Surgical management of endometriotic women with pregnancy intention in France: A national snapshot of centers performing a high volume of endometriosis procedures.

J Gynecol Obstet Hum Reprod

Centre of endometriosis, clinique Tivoli-Ducos, 220, rue Mandron, 33000 Bordeaux, France; Department of Surgical Gynecology, University Hospital of Aarhus, Aarhus, Denmark. Electronic address:

Published: October 2021

AI Article Synopsis

  • The study reviews the surgical treatment of endometriosis in specialized French centers, analyzing data from 361 patients over 21 hospitals between 2015 and 2017.
  • Most patients had severe stages of endometriosis, with common procedures being uterosacral ligament resection and rectal surgery; around 60% received antiadhesion treatments.
  • Post-surgery, a high satisfaction rate (95%) was noted among patients, with low major complication risks under 10%.

Article Abstract

Objective: To provide a snapshot of the surgical management of endometriosis in French high-volume activity centers.

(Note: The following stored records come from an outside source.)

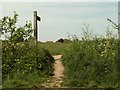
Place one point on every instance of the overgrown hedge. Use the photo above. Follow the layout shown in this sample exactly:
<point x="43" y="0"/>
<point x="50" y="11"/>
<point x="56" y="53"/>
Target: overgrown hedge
<point x="20" y="60"/>
<point x="92" y="63"/>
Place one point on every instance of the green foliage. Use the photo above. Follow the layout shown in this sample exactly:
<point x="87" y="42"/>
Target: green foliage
<point x="24" y="58"/>
<point x="13" y="33"/>
<point x="24" y="63"/>
<point x="91" y="63"/>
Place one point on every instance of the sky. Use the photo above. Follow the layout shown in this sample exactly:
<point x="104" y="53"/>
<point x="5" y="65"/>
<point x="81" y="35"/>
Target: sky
<point x="60" y="19"/>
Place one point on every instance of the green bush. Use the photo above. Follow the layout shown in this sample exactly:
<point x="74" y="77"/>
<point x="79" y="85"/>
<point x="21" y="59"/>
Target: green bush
<point x="91" y="63"/>
<point x="20" y="60"/>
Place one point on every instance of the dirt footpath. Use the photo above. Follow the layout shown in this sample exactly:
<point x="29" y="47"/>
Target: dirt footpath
<point x="58" y="73"/>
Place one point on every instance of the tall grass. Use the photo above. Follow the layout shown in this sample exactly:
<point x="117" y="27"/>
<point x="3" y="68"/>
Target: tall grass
<point x="91" y="63"/>
<point x="25" y="65"/>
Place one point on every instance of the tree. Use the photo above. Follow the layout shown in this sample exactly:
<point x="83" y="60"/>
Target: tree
<point x="11" y="32"/>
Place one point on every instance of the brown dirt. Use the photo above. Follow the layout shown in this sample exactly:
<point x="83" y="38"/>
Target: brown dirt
<point x="56" y="80"/>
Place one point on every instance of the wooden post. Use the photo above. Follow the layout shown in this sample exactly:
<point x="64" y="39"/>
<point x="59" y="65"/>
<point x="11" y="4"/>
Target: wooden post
<point x="35" y="25"/>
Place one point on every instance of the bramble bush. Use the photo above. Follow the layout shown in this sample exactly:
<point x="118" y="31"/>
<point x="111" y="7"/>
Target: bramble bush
<point x="24" y="63"/>
<point x="91" y="63"/>
<point x="24" y="59"/>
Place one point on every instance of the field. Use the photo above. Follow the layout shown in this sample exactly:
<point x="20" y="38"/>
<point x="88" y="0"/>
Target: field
<point x="92" y="62"/>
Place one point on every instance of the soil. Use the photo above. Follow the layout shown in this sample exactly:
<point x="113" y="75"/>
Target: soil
<point x="56" y="80"/>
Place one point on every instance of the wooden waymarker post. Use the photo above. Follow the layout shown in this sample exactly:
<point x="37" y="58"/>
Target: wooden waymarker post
<point x="35" y="25"/>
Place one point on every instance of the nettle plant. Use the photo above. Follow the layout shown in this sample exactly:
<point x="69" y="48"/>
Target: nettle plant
<point x="13" y="33"/>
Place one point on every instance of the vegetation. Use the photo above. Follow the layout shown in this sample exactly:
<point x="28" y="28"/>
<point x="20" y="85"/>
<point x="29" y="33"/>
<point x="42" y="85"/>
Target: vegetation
<point x="24" y="63"/>
<point x="55" y="48"/>
<point x="92" y="62"/>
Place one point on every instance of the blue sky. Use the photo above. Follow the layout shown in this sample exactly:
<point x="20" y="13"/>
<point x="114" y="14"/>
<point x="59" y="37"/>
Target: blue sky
<point x="61" y="18"/>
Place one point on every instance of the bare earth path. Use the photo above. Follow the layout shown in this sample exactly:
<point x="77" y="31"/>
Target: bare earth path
<point x="56" y="80"/>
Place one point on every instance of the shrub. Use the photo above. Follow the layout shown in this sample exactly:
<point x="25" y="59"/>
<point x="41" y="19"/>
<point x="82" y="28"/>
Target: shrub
<point x="91" y="63"/>
<point x="24" y="58"/>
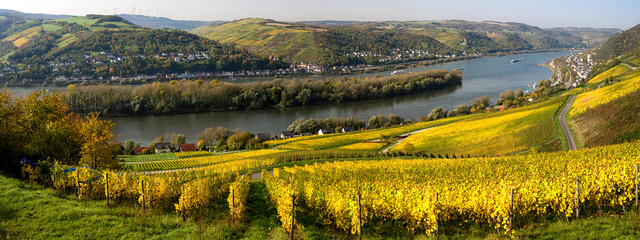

Methods: Analysis of prospectively collected data between November 2015 and May 2017 in 21 centers with a high volume of endometriosis surgery in France. Each facility could include up to 40 patients undergoing laparoscopy for endometriosis. Data were collected before and two months after surgery.

Results: 361 patients were enrolled in the study. Twenty-seven patients (7.48%) were lost to follow-up at the month 2 visit. Endometriosis stage was I-II in 33.70% of patients and III-IV in 66.30%. Uterosacral ligament resection was the most frequently performed procedure (50.97%) followed by rectal surgery (31.58%), ovarian procedures for endometrioma, procedures for ureters (21.33%) and the bladder (11.91%). Antiadhesion agents were employed in 215/361 (59.56%) patients. The median length of hospital stay after surgery was 2 (IQR 1 - 4) days. Post-operative complications were recorded in 9.34% of patients. Rectovaginal fistulae occurred in 8 patients (2.41%), pelvic abscess in 4 (1.20%) and bladder atony in 3 (0.90%). 17 patients (5.14%) required a second surgical procedure after a median time of 31 days (IQR 9 - 81). Two months after surgery, 95.09% of patients reported being satisfied or very satisfied with the surgery.

Conclusion: Our study shows that surgical management of endometriosis in centers with a high volume of endometriosis surgery, mainly concerns women presenting with severe disease and deep localizations, with an overall risk of major complications inferior to 10% and a high rate of patient satisfaction.